If, however, the providers were part of an ecosystem where they could determine what policies they want to apply at their endpoint, we could have a centralized application, a central research portal, which has connections to these endpoints. There would be third party key management and attestation to verify each other’s credentials and authorizations, so all parties can trust each other.
That’s one aspect of the trust, but we also need to protect the data that will be pulled out, queried, and transmitted. To accomplish this, we can manage data and applications inside secure, encrypted enclaves. The data is handled using the policies each user sets, such as obfuscating birthdays, social security numbers, etc. This information can be tokenized so it turns into complete garbage in unauthorized hands.
The central portal can perform a query that spans multiple endpoints and pulls different types of data together into its runtime system and does an analysis on that. So rather than having to pull everything into a data lake and then doing analysis, it’s done in real time. There is no waiting for data to be published or cleansed first by applying all those policies; it happens dynamically and on the fly.
This allows for tremendous insights. During the pandemic, for example, if we had to wait every day to get the data and run complex analysis on it, that would be hard. If we were able to tap into live data across all these different systems all over the country and around the world, yet be able to share it securely, we could come up with some unique insights that would not be otherwise possible.
We’ve already seen this in some POCs for clinician sites that we did with our partner Fortanix. They have a product line that makes it easy for different entities to define their policies in a confidential computing environment and verify each other’s identities and manage keys and trusts. The concept of trusted execution environments has been around for some time, and it’s gone mainstream, so it’s become easier to leverage. The use cases for this are fantastic.
In some use cases, it’s not just the data that needs to be secure, but also the intellectual property associated with some specialized algorithms. For example, to automatically detect COVID from X-ray images, there would be radiological data, patient data, and there may be a proprietary algorithm to do the analysis. The enclaves can protect both the data and the applications from prying eyes.

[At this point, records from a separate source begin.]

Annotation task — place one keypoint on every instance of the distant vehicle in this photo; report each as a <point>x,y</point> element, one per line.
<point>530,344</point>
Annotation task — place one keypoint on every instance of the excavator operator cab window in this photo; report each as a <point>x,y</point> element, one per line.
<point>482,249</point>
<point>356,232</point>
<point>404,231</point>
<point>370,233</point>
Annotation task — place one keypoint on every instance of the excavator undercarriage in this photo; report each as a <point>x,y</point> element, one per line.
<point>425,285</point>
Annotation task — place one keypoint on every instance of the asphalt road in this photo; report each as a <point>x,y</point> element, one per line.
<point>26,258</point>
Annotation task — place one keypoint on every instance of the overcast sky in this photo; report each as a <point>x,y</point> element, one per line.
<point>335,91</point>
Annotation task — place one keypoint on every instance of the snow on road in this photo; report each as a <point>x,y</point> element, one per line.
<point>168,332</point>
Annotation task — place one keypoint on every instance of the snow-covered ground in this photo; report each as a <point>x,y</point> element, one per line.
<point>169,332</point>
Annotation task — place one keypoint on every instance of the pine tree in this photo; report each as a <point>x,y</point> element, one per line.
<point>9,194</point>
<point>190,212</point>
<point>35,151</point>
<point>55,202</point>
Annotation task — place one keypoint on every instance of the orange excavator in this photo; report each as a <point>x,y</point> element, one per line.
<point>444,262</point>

The secure enclave also protects the other machines in the network because if someone pushed something nefarious out onto the end nodes, the key management system would prevent it from being exchanged because it’s not properly attested. Parties choose exactly which data sources the enclave can talk to and it’s locked down, both from what comes in and goes out.
Health records are a big mess in the United States, with unenforceable paper HIPAA agreements etc. and everything spread across different entities. A use case that may be a good model for us to follow is from the German government. They have mandated that health care data must be stored in electronic health records, and those applications must be deployed in trusted execution environments. The patient is the end user and determines what data is available and to whom.

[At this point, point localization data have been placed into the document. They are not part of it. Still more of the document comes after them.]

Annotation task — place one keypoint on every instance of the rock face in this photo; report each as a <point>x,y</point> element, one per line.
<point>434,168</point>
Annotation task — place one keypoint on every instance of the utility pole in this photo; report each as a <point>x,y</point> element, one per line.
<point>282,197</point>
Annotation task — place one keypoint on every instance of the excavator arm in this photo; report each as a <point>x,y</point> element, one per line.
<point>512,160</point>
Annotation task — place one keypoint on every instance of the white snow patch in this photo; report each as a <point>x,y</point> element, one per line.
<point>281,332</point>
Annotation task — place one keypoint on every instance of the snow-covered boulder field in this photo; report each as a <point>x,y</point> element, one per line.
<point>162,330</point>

That level of granularity in terms of what is available to the end user is tremendous. And not only is all of that data being collected and shared from the different systems, it’s in secure enclaves, so it’s completely secure from the outside world. If someone unauthorized did get access to the data itself, it would be completely meaningless.
These trusted execution environments are the first step in the direction to controls that are easily understandable and easily enforceable.